I wanted to touch on superhero films again for a few reasons. Obviously the first is that I have more to say. The second is that a friend of mine responded to my last post on the topic, which I’m taking as a writing prompt. Finally, I’m not to happy with that last post. I wrote it really late at night and dozed off in the middle of it. I forced myself to finish it when I woke up and before I went to sleep for the night. I dread to even look at it which is why I’m not even providing links to it like I usually would.
Anyway, my friend asked me if I had seen The Avengers and what I thought of it. He listed a few things that he had problems with, such as S.H.I.E.L.D.’s airship and Thor in general. I quite enjoyed that film, although I thought the entire middle section on the airship went on for too long. Like most of the superhero movies, I take it as a spectacle first, and if they give me a little more (for example, the social commentary of the X-Men films), then all the better. It isn’t until there’s something that’s really bad when I take issue with them.
It’s easy to look down over our noses at movies like this. After all, how could they compare to more intellectual or artistic films by Alain Resnais, Ingmar Bergman or Federico Fellini? To compare two different types of films to each other is almost foolish; after all, the word “movie” isn’t so restrictive. But as I’ve been catching up on my movie list I did have a level of snobbery when getting into the section of superhero movies. I included them because I get references to them all the time in podcasts and conversations at work. I might as well keep up if I can. I’m some cases I’m glad I did.
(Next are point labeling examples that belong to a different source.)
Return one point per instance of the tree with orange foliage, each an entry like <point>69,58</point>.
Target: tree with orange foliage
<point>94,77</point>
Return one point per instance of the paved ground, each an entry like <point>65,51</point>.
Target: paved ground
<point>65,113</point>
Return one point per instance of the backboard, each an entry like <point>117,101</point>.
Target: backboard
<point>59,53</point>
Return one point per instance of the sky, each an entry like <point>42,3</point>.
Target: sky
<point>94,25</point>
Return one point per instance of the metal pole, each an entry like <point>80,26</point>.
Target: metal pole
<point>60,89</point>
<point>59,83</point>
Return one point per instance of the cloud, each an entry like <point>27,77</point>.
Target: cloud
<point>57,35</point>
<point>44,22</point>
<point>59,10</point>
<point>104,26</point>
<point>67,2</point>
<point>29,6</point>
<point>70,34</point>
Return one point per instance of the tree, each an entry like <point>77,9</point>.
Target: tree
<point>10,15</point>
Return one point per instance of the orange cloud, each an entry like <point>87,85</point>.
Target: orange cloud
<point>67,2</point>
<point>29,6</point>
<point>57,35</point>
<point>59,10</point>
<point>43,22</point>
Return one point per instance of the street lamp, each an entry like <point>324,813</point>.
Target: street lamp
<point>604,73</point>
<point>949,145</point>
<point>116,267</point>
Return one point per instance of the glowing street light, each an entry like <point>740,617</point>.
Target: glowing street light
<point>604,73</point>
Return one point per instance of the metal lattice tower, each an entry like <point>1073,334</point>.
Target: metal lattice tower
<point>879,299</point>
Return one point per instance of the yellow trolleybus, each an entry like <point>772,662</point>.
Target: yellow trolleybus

I also recognize that when watching these films that there’s a lot of elements that are taken from the comic books which otherwise wouldn’t be there. One has to make allowances. My friend was confused by the fact that Loki had a staff when he’s from a more advanced society. He wondered why Loki wouldn’t use an iPad instead. That’s probably because a “magical” staff is more entertaining on-screen. Besides, I agree with Greg Proops’ disdain for scenes with computers in movies. Amazing Spider-Man had several scenes in which Peter Parker kept looking up stuff on his computer. It really was lame.
I have one more thought on superhero movies that I’d like to share. There’s been some controversy lately about the choice of Ben Affleck as the next Batman. I personally don’t have a problem with this. I think too many people are trying to think of Affleck as Batman himself and how tragic it would be. But what they don’t realize is that when you’re casting the lead character in any Batman movie you’re not casting Batman, but Bruce Wayne. Batman is just a costume which is often worn by stunt doubles anyway. That’s why I didn’t have a problem with George Clooney even though that was one of the worst Batman movies made. The only exception to my rule would be Adam West who was brilliant in the Batman costume, but that show was a different beast.
Maybe I should stop trying to separate comic books and their respective franchises from what we consider more “literary,” “intellectual” or “artistic” works. I know that especially in terms of the movies these are primarily money-makers for pure entertainment but the truth is that they’re still valid forms of storytelling. Who am I to be such a snob?